Shannon Fields, Actress – Tilly: Every moment was incredible. When you work on a production, there is always days where you are like, “Ahhhh, I’m tired, I don’t feel like doing this today.” And I didn’t have that once with this show.

Stephanie Ricoy, Actress – Lillith]: We are a big family, and so I think everyone is there to support each other and to help as many ways they can.

Costume Designer Anthony Boyd: I love this theatre program. I came from another university and this one I would say helped benefit my talents and benefit other people’s talents.

Scott: We have a lot of opportunity to support a lot of great technical elements because we have three programs of acting that we get to support.

Technical Director Dan Schmidt: So the students who come here get a lot of opportunities right off the bat… which they don’t get a bigger schools. So our students have excellent portfolios and résumés when they leave. They are tired, but they are used to that grind and have that ability to say, “Okay, I’m going to build [Scenes of students in WIU theatre program] something in a short amount of time, as to my satisfaction. And they can get it done.

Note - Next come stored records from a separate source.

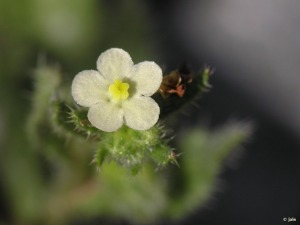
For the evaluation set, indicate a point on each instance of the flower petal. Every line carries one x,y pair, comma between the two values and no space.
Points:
140,113
114,64
89,87
148,77
106,116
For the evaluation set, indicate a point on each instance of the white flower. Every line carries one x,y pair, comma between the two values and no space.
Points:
119,92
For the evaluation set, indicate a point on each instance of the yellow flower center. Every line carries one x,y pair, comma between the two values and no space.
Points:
119,90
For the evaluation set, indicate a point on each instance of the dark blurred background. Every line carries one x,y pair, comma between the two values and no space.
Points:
254,47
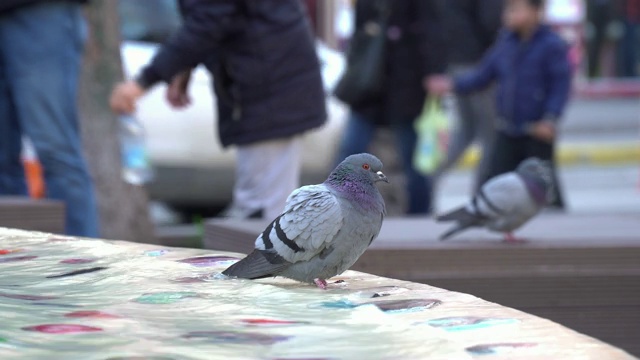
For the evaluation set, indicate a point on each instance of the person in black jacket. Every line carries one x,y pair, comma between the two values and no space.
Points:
267,83
471,27
414,51
41,44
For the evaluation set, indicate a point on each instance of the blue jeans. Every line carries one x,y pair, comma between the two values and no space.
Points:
40,57
358,135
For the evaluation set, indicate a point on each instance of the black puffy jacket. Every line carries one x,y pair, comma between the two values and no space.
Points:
264,63
471,27
415,50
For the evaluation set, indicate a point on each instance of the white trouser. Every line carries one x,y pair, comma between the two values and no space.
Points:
266,173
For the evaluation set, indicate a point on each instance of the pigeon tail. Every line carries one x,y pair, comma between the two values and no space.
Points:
259,264
463,218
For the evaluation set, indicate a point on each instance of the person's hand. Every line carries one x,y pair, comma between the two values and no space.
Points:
438,85
177,94
543,130
124,96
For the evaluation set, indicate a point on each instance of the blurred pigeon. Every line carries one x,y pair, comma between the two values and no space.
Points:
324,228
507,201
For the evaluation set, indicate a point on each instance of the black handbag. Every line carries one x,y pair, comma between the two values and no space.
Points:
364,77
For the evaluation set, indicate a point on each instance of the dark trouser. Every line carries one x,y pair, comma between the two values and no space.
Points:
508,151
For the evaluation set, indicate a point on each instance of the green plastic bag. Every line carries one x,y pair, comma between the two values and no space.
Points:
432,127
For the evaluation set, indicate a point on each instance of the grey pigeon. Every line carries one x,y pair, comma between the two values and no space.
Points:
324,228
507,201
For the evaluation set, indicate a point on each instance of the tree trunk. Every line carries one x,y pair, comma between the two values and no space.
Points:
123,208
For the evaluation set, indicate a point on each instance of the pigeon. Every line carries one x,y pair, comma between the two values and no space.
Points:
323,229
507,201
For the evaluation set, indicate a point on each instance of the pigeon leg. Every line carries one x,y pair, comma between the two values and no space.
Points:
321,283
510,239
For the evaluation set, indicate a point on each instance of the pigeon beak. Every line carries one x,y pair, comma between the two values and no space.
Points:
381,177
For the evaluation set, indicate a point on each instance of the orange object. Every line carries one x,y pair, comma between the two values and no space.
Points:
35,178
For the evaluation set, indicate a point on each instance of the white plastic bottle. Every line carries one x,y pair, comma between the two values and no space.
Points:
136,169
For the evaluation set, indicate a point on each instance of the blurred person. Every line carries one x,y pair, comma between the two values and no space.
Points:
530,66
600,15
628,47
414,51
41,45
267,83
471,27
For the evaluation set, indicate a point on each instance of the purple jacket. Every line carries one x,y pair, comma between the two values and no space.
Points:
533,79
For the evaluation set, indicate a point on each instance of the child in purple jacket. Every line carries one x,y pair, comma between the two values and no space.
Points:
529,64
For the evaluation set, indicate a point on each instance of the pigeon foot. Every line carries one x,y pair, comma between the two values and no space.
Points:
321,283
510,239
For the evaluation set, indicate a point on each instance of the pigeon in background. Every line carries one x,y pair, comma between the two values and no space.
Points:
507,201
324,228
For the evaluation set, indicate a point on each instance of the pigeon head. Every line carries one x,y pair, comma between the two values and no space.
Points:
360,169
538,177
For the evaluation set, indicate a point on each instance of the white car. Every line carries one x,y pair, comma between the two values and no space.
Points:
191,167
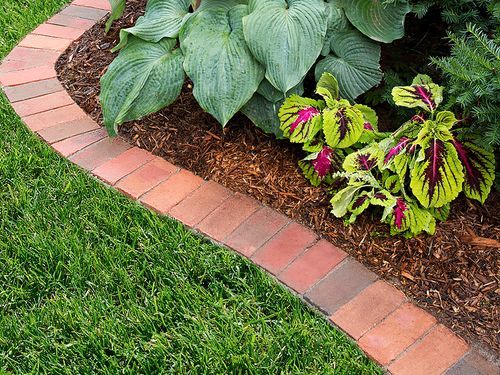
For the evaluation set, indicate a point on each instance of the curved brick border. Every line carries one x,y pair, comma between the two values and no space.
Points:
403,338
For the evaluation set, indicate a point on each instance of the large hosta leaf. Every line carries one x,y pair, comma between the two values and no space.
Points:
144,78
355,63
437,175
300,118
379,21
479,168
218,61
264,114
163,19
286,37
342,126
117,8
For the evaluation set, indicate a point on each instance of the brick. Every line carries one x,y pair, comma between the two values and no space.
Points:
225,219
53,117
68,129
256,231
74,144
33,90
28,75
99,153
74,22
42,57
276,254
9,66
344,283
58,31
368,308
437,351
99,4
146,178
170,192
474,364
396,333
121,166
45,42
312,266
200,204
84,12
42,103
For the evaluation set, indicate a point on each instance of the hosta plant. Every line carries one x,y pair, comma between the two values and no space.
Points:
412,175
244,55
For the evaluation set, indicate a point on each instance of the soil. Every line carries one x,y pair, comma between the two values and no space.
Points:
453,274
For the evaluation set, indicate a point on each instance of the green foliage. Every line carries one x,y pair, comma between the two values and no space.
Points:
472,75
230,48
412,175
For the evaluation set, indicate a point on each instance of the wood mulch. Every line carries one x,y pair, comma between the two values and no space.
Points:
453,274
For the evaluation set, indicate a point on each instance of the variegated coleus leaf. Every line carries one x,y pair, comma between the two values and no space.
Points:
408,218
319,166
300,118
437,174
364,160
422,93
479,169
343,125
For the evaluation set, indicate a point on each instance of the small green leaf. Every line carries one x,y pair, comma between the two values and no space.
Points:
343,125
117,8
144,78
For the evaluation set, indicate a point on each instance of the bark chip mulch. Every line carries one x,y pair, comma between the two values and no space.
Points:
453,274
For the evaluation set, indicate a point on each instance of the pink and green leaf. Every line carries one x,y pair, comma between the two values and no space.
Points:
342,126
479,169
300,118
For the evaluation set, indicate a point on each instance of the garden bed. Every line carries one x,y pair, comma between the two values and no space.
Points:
446,274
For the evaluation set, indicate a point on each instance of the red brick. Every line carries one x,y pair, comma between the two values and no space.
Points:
200,204
99,4
33,90
224,220
53,117
146,178
45,42
58,31
42,103
99,153
9,66
312,266
74,144
437,351
170,192
341,285
74,22
126,163
368,308
40,56
68,129
276,254
256,231
84,12
396,333
28,75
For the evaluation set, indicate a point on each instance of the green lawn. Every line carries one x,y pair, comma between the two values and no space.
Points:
90,282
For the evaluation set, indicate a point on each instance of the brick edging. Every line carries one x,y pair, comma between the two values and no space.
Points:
401,337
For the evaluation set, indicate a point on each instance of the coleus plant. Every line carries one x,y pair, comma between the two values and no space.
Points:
412,175
244,55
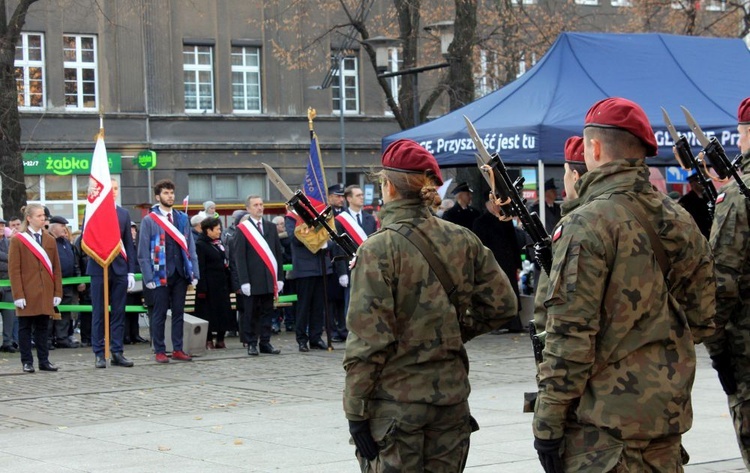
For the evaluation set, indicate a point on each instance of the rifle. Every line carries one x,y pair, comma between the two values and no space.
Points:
714,152
687,160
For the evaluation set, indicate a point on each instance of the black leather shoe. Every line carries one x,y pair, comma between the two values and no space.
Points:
269,349
48,366
118,359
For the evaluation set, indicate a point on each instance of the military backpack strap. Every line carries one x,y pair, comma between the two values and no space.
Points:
656,244
411,233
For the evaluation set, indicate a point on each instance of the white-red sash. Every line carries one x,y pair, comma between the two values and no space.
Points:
352,227
37,250
169,228
260,245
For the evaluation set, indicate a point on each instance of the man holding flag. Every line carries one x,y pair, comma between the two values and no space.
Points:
106,239
166,253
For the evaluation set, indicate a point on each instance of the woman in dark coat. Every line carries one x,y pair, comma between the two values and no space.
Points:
212,294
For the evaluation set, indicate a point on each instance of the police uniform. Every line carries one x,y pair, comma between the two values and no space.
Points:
406,366
730,346
619,357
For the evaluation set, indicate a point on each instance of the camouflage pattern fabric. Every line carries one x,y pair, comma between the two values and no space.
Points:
406,342
619,352
730,243
402,429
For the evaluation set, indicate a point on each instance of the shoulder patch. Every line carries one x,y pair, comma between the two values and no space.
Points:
558,233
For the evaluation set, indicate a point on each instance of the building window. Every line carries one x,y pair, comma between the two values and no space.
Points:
246,79
350,72
29,65
225,187
198,72
80,70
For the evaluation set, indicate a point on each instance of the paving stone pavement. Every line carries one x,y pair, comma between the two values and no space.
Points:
229,412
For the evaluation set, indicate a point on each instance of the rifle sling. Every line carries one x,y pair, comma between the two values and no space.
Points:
414,236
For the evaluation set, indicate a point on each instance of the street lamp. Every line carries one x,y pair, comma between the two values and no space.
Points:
381,45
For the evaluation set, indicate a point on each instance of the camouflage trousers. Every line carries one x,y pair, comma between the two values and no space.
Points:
590,449
741,417
418,437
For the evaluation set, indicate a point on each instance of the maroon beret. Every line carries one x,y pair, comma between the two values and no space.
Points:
574,150
616,112
409,156
743,112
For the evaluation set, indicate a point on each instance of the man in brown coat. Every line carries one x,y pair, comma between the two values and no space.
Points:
36,285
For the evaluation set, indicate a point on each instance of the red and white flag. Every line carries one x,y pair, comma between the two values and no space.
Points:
101,232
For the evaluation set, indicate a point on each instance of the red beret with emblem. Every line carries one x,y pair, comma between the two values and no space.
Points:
616,112
409,156
574,150
743,112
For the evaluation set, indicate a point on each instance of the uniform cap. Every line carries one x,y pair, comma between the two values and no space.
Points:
574,150
409,156
461,187
616,112
743,112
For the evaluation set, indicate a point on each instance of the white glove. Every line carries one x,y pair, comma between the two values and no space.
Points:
344,280
131,281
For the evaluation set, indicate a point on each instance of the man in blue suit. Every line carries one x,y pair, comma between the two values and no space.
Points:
121,278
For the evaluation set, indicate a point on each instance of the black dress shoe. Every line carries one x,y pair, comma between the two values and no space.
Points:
269,349
48,366
118,359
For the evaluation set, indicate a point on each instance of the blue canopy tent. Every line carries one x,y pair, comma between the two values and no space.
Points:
528,120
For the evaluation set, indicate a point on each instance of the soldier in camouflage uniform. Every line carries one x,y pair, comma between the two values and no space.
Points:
730,241
407,386
619,359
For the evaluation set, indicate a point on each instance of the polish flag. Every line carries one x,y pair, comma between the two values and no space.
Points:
101,232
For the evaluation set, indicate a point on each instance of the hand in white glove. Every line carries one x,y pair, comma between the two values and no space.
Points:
344,280
131,281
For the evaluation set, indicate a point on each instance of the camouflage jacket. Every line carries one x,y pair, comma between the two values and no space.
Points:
406,343
619,351
730,242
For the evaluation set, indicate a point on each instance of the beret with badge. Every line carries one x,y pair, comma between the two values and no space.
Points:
617,112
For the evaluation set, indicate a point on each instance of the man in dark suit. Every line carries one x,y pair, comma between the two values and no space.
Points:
257,255
359,227
121,278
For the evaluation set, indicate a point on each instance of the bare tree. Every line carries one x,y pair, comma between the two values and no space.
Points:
11,161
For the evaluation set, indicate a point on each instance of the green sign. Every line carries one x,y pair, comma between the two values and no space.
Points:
145,159
64,164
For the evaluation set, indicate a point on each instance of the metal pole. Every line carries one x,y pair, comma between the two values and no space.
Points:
341,119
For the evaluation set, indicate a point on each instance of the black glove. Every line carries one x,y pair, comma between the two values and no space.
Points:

Costume Designer Anthony Boyd: The challenges were very hard. Trust me, they were very hard. But at the end of the day, I’m proud of it.

Stephanie Ricoy, Actress – Lillith: It was beautiful. Her projections just looked absolutely amazing. And, in the end, just knowing that everyone really enjoyed the performance. It was very nice.

Director DC Wright: I mean, it was really, really fun to do. Audiences really enjoyed it. I really enjoyed watching  all the actors do their work. Again, all of the elements coming together… I think it was a very highly successful production.